Plans for Limerick's Opera site project have moved a step closer today.
Limerick City and County Council has lodged a planning application to An Bord Pleanála for the development.
The project is expected to employ up to 3,000 people and will be the largest inner-city commercial development outside of Dublin.
As well as a 14-storey office building, there are also plans for an apart-hotel, restaurants, and retail space.
The 1.62-hectare site will be developed over a six-year period at a total cost of around €180m.
It is fully funded by the European Investment Bank and the Council of Europe Development Bank.
The site was acquired by the then Limerick City Council in 2011 after a previous plan to develop it collapsed during the crash.
James Collins, Mayor of the City and County of Limerick, said: “With regard to the wider regeneration of Limerick, this is the project that we’ve been waiting for more than any.
After stalling before while in private ownership, it has finally arrived, I’m delighted to say, at this key stage.
“We had the opening of Gardens International this week and that set a new standard in terms of office space for Limerick. Opera is six times the size and will be the single most transformational project this decade in any city in Ireland.”

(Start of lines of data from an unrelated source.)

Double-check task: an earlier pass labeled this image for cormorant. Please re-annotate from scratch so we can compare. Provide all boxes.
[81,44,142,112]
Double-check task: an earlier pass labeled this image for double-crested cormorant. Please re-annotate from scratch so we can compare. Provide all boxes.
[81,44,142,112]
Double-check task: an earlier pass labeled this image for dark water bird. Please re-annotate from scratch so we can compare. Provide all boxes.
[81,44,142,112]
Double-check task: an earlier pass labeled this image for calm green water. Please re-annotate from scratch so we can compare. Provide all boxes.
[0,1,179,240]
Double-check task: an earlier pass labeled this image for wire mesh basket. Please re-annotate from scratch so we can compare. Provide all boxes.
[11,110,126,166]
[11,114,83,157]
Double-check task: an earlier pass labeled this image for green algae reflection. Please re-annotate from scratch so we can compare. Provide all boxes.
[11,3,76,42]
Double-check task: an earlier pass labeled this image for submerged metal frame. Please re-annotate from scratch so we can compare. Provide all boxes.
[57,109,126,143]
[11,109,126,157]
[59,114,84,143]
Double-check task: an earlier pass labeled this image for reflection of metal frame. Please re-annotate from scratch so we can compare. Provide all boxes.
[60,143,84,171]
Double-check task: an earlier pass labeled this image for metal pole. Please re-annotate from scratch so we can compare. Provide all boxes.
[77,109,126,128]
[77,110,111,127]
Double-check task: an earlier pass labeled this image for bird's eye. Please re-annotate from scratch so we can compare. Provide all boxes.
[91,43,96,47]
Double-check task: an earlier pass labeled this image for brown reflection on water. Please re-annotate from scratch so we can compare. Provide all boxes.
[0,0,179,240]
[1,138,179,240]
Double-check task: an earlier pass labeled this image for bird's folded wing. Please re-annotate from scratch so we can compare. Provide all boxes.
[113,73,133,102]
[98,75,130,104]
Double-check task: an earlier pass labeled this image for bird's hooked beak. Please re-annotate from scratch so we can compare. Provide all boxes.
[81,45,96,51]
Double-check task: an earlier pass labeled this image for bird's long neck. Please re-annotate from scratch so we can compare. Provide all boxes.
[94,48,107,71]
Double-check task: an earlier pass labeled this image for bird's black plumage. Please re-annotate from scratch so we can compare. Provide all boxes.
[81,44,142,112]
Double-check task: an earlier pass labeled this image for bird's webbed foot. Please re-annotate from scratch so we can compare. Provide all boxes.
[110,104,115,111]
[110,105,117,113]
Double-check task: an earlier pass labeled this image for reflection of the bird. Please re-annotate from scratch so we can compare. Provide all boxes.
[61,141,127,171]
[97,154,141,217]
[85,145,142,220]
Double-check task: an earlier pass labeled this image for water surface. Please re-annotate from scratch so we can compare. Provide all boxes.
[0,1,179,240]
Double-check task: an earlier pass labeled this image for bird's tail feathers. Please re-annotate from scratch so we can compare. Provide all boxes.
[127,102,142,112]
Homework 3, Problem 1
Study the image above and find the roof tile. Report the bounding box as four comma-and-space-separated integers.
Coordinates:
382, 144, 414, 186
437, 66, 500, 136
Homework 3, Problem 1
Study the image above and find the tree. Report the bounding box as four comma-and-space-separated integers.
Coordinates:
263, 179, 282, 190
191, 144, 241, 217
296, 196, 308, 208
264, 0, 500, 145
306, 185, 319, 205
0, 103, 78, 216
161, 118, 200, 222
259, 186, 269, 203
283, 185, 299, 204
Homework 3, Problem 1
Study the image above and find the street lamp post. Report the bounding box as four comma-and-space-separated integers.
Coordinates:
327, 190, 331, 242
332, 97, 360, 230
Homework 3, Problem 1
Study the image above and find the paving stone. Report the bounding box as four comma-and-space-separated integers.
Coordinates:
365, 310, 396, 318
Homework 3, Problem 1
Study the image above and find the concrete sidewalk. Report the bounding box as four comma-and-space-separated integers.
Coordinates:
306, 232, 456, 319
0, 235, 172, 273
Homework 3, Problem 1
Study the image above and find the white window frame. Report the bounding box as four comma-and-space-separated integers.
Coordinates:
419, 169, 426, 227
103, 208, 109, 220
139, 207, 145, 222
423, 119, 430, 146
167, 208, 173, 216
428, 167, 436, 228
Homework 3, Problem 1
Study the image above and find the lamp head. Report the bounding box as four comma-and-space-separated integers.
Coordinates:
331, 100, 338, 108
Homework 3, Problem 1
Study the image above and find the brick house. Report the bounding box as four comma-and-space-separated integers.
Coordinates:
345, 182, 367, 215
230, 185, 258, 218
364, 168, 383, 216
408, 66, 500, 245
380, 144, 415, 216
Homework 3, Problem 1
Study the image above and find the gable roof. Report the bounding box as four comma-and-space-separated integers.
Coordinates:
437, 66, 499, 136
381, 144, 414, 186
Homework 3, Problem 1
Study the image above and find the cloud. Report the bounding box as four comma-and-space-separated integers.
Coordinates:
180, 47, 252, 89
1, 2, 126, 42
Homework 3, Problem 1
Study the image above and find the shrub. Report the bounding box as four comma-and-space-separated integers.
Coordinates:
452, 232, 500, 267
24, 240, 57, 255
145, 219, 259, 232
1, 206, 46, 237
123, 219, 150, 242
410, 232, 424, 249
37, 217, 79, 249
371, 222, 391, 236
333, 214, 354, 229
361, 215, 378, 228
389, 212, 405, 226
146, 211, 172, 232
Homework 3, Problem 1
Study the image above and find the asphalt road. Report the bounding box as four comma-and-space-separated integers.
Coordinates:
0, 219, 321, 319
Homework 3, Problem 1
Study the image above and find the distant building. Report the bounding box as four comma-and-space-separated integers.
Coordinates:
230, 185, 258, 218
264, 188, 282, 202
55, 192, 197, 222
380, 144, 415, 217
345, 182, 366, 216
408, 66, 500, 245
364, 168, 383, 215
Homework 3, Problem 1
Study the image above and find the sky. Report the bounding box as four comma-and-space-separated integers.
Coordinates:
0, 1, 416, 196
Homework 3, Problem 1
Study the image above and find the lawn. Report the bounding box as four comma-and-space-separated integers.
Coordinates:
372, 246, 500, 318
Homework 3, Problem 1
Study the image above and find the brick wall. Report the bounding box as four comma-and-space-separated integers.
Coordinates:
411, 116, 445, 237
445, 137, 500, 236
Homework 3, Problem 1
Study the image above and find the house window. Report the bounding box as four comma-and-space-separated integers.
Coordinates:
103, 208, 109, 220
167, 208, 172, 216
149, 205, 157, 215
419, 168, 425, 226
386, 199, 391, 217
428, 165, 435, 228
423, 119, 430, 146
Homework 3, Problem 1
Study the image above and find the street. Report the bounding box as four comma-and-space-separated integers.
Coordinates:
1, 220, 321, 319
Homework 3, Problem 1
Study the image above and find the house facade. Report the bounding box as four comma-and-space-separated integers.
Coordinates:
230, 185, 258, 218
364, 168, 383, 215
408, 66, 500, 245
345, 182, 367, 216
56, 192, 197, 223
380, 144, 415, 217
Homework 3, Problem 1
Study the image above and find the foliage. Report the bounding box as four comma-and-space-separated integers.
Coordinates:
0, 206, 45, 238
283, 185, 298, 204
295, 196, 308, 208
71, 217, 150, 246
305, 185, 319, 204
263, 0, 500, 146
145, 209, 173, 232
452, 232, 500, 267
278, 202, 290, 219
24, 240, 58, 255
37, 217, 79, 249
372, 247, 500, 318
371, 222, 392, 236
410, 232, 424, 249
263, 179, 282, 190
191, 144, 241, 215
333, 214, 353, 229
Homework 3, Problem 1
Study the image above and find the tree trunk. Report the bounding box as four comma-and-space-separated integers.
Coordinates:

Conn Murray, Chief Executive of Limerick City and County Council, said: “Getting Opera to this key stage is a big moment for Limerick and the region, one we’ve waited a long time for.
“Opera will be the biggest economic catalyst for our city in decades and the knock-on benefit of this across all strands of our society will be enormous."
Limerick Twenty Thirty, the special purpose vehicle company established by Limerick City and County Council to develop key strategic sites in the city, welcomed today's news.
“The Opera Site will be a huge addition to the economic, social and structural make-up of Limerick," said CEO of Limerick Twenty Thirty David Conway.
"It will finally see the potential of this magnificent site in the heart of Limerick city maximised, it will bring huge numbers of jobs into the heart of the city with the economic impact of that being felt right across Limerick and the wider region."